Problem
We have star model explores (start with fact) and “configuration” model explores (start with dimension)
The reason is that you want to see all configured e.g. suppliers even if they have 0 rows in the fact. Users then want to use this explore to always see all suppliers, regardless if they had 0 orders in a selected period.
E.g. from: supplier
left join: orders
So you want to filter on orders join specifically, e.g. only orders last x days.
Right now, we need to make a derived table with templated filters to do this.
Solution
But the solution seems very easy:
add a boolean field to the view join that says “include as CTE” where filters applied to its dimensions are added inside the CTE instead of at the bottom of the entire SQL query.
Any other ideas?
Ofc in each star model, I could add to each fact table an empty row for each dimension we join, but that seems messy too.
But then if someone filters on a dimension of orders. The suppliers without orders will dissappear. And we specifically want to keep seeing all suppliers and have a 0 for orders.
Then if you select supplier_id and num_orders your SQL will turn out:
select
suppliers.id,
sum(orders_per_supplier_paid_period.num_orders)
FROM suppliers
LEFT JOIN (
select
supplier_id,
coalesce(count(distinct order_id),0) AS num_orders
from orders
where {% condition filter_paid_period %} paid_at {% endcondition %}
group by 1
) as orders_per_supplier_paid_period on orders_per_supplier_paid_period.supplier_id = suppliers.id
It’s great as you can filter on the paid period of the orders, but you still see all suppliers because the derived table gets wrapped in a CTE ()/subquery.
But for each dimension you want to add, you need to add a conditional filter in the derived table—a lot of work.
What would just be as easy is:
explore: suppliers
from: suppliers
Edit: I see an issue with this approach as what do you do if someone selects dimensions from the join. I think still you would want to allow this behaviour, which does lead to a fanout.
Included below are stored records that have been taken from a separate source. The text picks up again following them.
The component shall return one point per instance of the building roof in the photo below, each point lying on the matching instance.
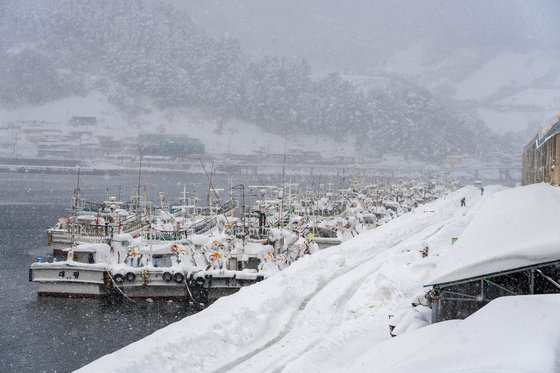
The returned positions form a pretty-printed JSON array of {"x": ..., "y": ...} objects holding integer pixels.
[{"x": 515, "y": 228}]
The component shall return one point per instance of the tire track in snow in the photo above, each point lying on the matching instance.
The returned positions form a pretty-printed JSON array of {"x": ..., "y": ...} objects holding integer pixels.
[
  {"x": 302, "y": 307},
  {"x": 342, "y": 298}
]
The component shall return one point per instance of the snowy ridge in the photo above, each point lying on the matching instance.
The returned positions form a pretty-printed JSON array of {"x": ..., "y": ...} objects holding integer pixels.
[
  {"x": 513, "y": 229},
  {"x": 317, "y": 314},
  {"x": 484, "y": 342}
]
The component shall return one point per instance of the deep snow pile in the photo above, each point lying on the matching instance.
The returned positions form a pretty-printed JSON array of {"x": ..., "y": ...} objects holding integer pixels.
[
  {"x": 320, "y": 313},
  {"x": 515, "y": 228},
  {"x": 483, "y": 342}
]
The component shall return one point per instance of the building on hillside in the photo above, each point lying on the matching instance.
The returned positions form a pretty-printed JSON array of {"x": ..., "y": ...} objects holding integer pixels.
[
  {"x": 510, "y": 248},
  {"x": 174, "y": 146},
  {"x": 83, "y": 121},
  {"x": 541, "y": 156}
]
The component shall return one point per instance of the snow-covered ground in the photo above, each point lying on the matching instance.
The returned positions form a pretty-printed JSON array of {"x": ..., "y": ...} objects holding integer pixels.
[
  {"x": 321, "y": 314},
  {"x": 510, "y": 334},
  {"x": 218, "y": 136}
]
But If you don’t want that then you shouldn’t allow dimensions in the join.
This is also why i said it can be one_to_one one_to_many, depending on how many dimensions you let people select from the join view.
Nope nothing yet. We now just rely on the ‘limited’ liquid derived table joins.
You could do a merge result.
From a explore with all suppliers, and then merge in some order information already aggregated to supplier_id. But merge results are tough to work with.
Hey folks, thanks for the post, checking if I understand correctly, you want the where condition to not be at the end of the query? Wouldn’t adding it to the join solve this?
We can do this by creating a lookml filter field and passing that through in your sql_on join:
Yeah but if I want to filter my orders by more than just 1 dimension this is not scalable. You end up with something similar to my derived table where you have to define this for each dimension, rather than it working automatically.
The proposed request to add the parameter include_as_cte: yes would be the best.
Would be nice to not have to write a full screen worth of code as yet another workaround.
The issue with include_as_cte: yes would be that it’s going to cause fanouts as you would have no way of controlling the granularity of the CTE i.e. users dimensions would be added on the fly based on their selections. I think the only way it would work is if you only allowed dimensions in the join to be added to the CTE.
You can raise a FR from within Looker (Question mark top right hand corner and then product idea), this would be the best course of action and then following up with your account representative.
Yes true, it just means that an explore user has to know that adding a dimension leads to a fanout… but they need to know this in any case when you make an explore that has a one_to_many join. That’s not what this feature request would solve, but it would solve the filtering aspect of it.
The one_to_many issue should be solved with more feedback towards users on what they are doing. Or as we try, to avoid one_to_many all together, but for some questions its unavoidable.
Conceptually I don’t really agree. Yes Looker corrects some of the data this way.
But the following scenario still leads to problems.
model:
from order
left join order_items (one order can have many order items)
user:
user selects a dimension from orderitem (lower granularity) and adds a measure from orders. (higher granularity)
Now the sum of all order counts in the table is not equal to unique amount of orders. Users mostly spot this if they add a table total, and then the total (which calculates it ‘correctly’) deviates from summing the individual values.
This means a user still has to know what it is doing / needs to know the table is a one_to_many join. Or explore makers need to avoid adding any measures on the orders table. And this is exactly like the ‘fanout’ issue as mentioned above.